12/09/2014
Le Capitole
Quittons à présent la place Garibaldi et revenons au sources, le vieux Nice, au 4 rue de la tour. C'est là que se tient l'une des dernières salles historiques de la ville, Le Capitole, dont le nom orne toujours la façade. Si l'on regarde le bar juste à côté qui fait angle avec le boulevard Jean Jaurès, on remarque l'inscription « café Tivoli bar ». En effet, Le Capitole n'a pas toujours porté ce nom. Il est à l'origine le Tivoly, avec un Y, et c'est un cinéma depuis 1919. Sur une très vieille carte postale, on voit au dessus du bar de grands panneaux publicitaires. C'est en 1931 qu'il prend son nom de Capitole. Jean Renoir viendra y présenter sa Marseillaise en 1938.

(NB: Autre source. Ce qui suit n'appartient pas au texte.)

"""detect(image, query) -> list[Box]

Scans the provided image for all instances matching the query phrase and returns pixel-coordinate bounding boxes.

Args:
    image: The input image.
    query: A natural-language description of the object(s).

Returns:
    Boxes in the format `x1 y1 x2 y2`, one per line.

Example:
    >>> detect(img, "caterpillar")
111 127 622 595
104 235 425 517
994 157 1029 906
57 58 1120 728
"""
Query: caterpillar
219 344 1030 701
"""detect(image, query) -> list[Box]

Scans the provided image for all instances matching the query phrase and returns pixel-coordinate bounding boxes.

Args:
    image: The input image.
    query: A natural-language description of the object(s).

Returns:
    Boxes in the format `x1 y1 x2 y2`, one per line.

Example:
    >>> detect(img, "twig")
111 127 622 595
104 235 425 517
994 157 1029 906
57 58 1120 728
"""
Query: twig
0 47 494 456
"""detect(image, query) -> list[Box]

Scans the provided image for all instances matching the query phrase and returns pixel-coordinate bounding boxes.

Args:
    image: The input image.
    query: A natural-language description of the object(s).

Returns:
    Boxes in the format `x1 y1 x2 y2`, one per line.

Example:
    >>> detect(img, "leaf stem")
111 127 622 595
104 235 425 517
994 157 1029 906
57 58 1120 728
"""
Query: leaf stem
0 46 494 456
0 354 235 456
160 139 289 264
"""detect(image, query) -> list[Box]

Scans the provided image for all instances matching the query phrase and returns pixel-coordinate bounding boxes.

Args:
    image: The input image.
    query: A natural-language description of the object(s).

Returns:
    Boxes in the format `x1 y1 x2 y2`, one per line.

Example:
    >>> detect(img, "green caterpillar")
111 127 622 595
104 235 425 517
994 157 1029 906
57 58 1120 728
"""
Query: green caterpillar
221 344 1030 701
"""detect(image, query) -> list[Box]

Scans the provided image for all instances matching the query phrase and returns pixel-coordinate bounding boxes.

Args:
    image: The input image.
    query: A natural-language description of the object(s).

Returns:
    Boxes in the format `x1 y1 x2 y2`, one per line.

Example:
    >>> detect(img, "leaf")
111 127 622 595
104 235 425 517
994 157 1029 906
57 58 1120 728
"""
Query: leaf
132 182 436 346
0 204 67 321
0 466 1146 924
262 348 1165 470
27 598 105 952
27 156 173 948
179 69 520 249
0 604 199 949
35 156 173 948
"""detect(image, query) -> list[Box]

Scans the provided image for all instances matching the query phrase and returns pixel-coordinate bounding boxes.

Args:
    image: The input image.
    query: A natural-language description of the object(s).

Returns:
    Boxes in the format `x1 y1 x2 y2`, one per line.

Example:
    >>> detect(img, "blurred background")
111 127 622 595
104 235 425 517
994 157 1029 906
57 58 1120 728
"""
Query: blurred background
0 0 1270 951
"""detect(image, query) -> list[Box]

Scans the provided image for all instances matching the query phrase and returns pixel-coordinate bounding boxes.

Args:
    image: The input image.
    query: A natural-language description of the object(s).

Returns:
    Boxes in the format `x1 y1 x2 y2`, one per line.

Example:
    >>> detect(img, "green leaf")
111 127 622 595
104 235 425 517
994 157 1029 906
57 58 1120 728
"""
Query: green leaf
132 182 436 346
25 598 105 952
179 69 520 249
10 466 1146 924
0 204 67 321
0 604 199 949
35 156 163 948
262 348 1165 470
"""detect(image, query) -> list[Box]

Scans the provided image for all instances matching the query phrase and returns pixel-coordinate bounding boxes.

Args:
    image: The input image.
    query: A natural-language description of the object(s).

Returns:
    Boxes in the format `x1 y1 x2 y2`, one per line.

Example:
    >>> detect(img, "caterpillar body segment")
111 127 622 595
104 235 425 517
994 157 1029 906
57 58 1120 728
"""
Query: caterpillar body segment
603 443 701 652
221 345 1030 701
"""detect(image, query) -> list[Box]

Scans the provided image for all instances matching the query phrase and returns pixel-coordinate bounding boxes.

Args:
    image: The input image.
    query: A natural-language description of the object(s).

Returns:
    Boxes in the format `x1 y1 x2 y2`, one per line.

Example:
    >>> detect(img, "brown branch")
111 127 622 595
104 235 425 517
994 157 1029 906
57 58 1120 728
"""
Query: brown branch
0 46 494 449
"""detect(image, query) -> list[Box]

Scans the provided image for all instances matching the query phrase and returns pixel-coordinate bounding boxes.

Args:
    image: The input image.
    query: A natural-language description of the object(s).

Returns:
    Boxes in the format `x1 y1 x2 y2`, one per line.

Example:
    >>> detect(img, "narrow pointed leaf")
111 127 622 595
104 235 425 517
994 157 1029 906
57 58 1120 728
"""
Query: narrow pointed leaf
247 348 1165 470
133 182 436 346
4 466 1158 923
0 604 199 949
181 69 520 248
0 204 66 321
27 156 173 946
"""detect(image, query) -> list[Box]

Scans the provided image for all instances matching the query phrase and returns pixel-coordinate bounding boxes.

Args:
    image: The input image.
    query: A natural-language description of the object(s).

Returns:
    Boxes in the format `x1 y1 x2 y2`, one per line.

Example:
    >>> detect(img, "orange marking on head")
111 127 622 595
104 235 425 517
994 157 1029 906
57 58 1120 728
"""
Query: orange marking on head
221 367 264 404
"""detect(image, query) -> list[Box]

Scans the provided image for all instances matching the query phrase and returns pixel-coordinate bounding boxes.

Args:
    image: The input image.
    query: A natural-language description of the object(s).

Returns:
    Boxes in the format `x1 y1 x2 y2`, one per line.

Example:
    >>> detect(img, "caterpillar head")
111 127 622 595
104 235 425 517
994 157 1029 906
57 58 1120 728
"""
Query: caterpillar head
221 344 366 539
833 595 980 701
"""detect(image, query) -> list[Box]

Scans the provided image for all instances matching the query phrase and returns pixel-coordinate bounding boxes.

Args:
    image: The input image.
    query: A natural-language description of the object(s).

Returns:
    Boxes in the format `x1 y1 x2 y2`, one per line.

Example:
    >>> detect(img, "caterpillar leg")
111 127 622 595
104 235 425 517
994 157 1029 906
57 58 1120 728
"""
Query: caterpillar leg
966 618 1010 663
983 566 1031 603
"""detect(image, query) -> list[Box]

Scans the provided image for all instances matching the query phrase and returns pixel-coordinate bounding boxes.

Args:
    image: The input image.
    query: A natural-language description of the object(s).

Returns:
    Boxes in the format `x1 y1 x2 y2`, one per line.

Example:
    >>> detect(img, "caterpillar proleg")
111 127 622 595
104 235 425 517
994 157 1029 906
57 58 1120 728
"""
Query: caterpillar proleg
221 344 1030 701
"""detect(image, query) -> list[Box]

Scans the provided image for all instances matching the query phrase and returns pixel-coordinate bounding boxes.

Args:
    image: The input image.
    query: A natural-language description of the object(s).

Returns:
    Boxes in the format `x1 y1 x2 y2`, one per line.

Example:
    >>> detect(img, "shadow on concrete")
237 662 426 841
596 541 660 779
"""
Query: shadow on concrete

Si cette salle a survécu comme bâtiment, c'est qu'elle fait partie d'un ensemble chargé d'histoire : l'îlot Saint-François, regroupant la tour du même nom, un ancien clocher, les vestiges classés d'une église-couvent des Cordeliers datant du XIIe siècle, avec encore voûtes romanes, colonnes et chœur, l'immeuble de l'Aigle d'Or et le Palais de la Bourse du Travail. Pendant près de vingt ans, il y eu, et il y a encore, de nombreux projets de réhabilitation. La Cinémathèque avait même pensé s'y installer un temps.
Photographie Lise Roman
Ce cinéma occupe une place à part pour ma génération. A partir des années 70, il sera le dernier cinéma de quartier populaire. Si populaire au plein sens du terme qu'on le surnommera avec beaucoup de finesse : "le cinéma des arabes". En 1970, c'est un cinéma comme les autres qui projette le dernier Verneuil : Le clan des siciliens avec Alain Delon, Lino Ventura et Jean Gabin. Puis en 1971 sous l'impulsion d'André Bemon il se scinde en deux salles, le Capitole et le Capri ; une manière de multisalles avant tout le monde qui passera au double programme en 1973.
Le Capri, ce sera deux films pour même pas le prix d'un. Du cinoche d'aventure, des westerns spaghetti, Trinita, Django, des sous James Bond, des séries B improbables, des films catastrophe ringards.
Le Capitole va, lui, se consacrer jusqu'à sa reconversion des années 80, au cinéma d'art martial de Hong Kong. C'est à dire, à l'époque, à des chefs d'œuvre impérissables tels que Au karaté, t'as qu'à réattaquer. Et parfois des chefs-d’œuvre authentiques bien cachés, les films de King Hu ou de Chang Cheh. La fermeture de ces salles dans l'indifférence au début des années quatre-vingt, c'est une perte irréparable pour l'amateur de séries B et Z.
Il faut se souvenir de cette entrée sombre, un peu inquiétante, du couloir menant à la caisse et des affiches colorées qui ornaient les deux côtés.
Photographie Vincent Jourdan
A la fin des années quatre vingt, la salle tente une nouvelle carrière en accueillant les concerts et les soirées organisées par l'association Image Publique. Puis ce sera brièvement un thé-dansant avant le rachat par la ville à la fin des années quatre-vingt dix. Salle de spectacle, dancing, cinéma, nul ne sait encore comment renaîtra le Capitole. Mais à l'intérieur, comme l'épave d'un navire ancien, il reste encore les balcons, les décors décrépis, et du matériel attendant le déblaiement. De nombreuses choses dont j'ai pu fixer la trace lors d'une visite en 2004.